Bhikkhu dilarang bersandar pada tembok yang telah dipersiapkan (diplester, dicat, diwarnai dengan berbagai gambar atau diberikan finishing touch dengan berbagai cara). Demikian jaga, ia, tidak boleh bersandar pada tiang, panel pintu, panel jendela, atau sandaran punggung.
Bangku atau ranjang milik sangha tidak boleh diduduki atau ditiduri oleh seorang bhikkhu dengan badan telanjang, karena benda-benda itu akan menjadi asam baunya oleh keringat orang. Ia harus menggunakan selembar kain untuk mengalasi benda-benda sebelum duduk atau tidur di atasnya.
Sang Buddha memperkenankan untuk memiliki berbagai alat-alat kebutuha.1 pribadi seperti kain untuk alas ranjang dan alas duduk untuk menyerap kotoran badan. Demikian juga kasur atau bantal. Walaupun mereka dimaksudkan untuk dipakai tidur, seorang bhikkhu tidak boleh tidur di atasnya (tanpa alas kain). Kasur harus mempunyai kain alas sedangkan bantal harus mempunyai sarung bantal. Tidak pantas bagi seorang bhikkhu tidur di atasnya tanpa alas kain. Kain yang dipakai untuk duduk tidak boleh untuk tidur atau tidak boleh ditiduri, sedangkan kain seprei serta sarung bantal yang dimaksudkan untuk menampung kotoran badan, dapat diduduki.
Atthakatha Acariya sangat teliti dalam menjelaskan hal ini.
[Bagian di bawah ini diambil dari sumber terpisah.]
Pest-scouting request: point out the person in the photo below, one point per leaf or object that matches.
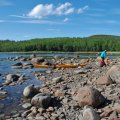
(103, 56)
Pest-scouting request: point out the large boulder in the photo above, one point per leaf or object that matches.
(90, 114)
(30, 91)
(37, 60)
(11, 78)
(27, 65)
(41, 100)
(103, 80)
(17, 65)
(89, 96)
(114, 73)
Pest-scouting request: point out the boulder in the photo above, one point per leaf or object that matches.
(114, 73)
(81, 71)
(89, 96)
(37, 60)
(17, 65)
(30, 91)
(57, 79)
(113, 116)
(27, 65)
(103, 81)
(90, 114)
(41, 100)
(32, 56)
(11, 77)
(116, 107)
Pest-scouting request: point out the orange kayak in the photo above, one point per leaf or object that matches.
(58, 66)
Apabila seorang bhikkhu tidur di atas ranjang atau balai (yang tidak dilapisi dengan kain ), ia harus menerima apatti sesuai dengan jumlah rambut yang telah menyentuh ranjang. Beruntunglah karena Sang Buddha memperkenankan para bhikkhu boleh mengaku lebih dari satu appatti secara kolektif dengan mengatakan "sambahula". Aka tidak, bayangkan apabila orang harus menghitung berbagai kesalahannya dan mengakui kesalahannya itu satu per satu.
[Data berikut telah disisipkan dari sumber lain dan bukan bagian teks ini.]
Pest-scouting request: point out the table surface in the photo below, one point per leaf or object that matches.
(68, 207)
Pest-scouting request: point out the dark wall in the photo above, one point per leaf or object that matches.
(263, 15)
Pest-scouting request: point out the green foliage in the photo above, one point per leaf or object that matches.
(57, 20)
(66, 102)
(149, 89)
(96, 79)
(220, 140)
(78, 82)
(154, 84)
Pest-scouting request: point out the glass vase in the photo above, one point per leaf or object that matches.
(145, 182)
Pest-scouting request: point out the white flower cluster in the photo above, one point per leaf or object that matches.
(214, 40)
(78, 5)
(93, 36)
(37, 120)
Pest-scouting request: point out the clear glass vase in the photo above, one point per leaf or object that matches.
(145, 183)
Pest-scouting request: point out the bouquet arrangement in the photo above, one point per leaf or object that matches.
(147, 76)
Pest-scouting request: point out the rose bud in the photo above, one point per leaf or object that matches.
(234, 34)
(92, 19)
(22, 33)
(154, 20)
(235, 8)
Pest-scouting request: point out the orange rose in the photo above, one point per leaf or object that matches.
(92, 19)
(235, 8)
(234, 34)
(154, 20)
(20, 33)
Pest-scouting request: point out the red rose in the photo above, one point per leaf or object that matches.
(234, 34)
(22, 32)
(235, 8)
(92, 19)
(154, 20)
Para bhikkhu melapisi kasur dan bantal sebelum tidur di atasnya agar benda-benda tersebut dapat dipakai untuk waktu lama. Orang-orang biasa, dalam cara yang sama, membentangkan seprei di atas ranjang dan bantal diberi sarung demi melindungi benda miliknya itu. Orang-orang kayapun melindungi benda miliknya walaupun sebenarnya ia bisa, menggantikan setiap bulan sekali. Apabila tidak melindungi benda-benda itu, hal itu adalah pemborosan dan tidak selayaknya berbuat demikian.
b. Ia harus membereskan tempat tinggalnya, tidak boleh dibiarkan begitu saja, sehingga penuh dengan sarang laba-laba, kotoran dan debu.
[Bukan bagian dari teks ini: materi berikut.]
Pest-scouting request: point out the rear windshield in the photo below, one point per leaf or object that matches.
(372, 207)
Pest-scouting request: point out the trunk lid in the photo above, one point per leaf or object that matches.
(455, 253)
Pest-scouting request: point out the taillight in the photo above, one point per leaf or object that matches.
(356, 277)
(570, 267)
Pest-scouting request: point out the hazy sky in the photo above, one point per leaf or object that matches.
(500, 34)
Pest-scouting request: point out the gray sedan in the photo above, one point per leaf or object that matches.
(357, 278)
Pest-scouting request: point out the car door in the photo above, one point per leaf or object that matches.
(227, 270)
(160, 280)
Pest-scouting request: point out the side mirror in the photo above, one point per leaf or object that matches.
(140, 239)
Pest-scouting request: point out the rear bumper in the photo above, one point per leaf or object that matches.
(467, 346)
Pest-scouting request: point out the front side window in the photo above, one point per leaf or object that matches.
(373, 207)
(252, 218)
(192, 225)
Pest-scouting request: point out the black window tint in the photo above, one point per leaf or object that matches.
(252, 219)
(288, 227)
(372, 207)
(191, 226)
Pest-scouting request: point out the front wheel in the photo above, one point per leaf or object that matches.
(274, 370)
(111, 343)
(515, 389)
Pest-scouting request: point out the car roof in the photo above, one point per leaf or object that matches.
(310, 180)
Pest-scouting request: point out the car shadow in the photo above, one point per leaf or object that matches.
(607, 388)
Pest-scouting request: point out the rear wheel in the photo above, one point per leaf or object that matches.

c. Seorang bhikkhu harus berhati-hati untuk tidak merusaknya, misalnya mengangkat ranjang atau bangku dan lain-lain masuk atau keluar kuti. Ia tidak boleh membenturkannya pada kusen pintu atau penyekat. Ia harus menempatkan barang sesuatu di bawah kaki ranjang atau bangku apabila menurunkannya di atas lantai yang tidak selesai dikerjakan agar jangan sampai merusak lantai tersebut.
d. Seorang bhikkhu harus menjaga kebersihan dan kerapian barang-barang lain di tempat tinggalnya, mulai dari ranjang atau balai sampai tempat ludah.
c. Ia harus mempersiapkan air minum dan air yang akan digunakan untuk keperluan lain.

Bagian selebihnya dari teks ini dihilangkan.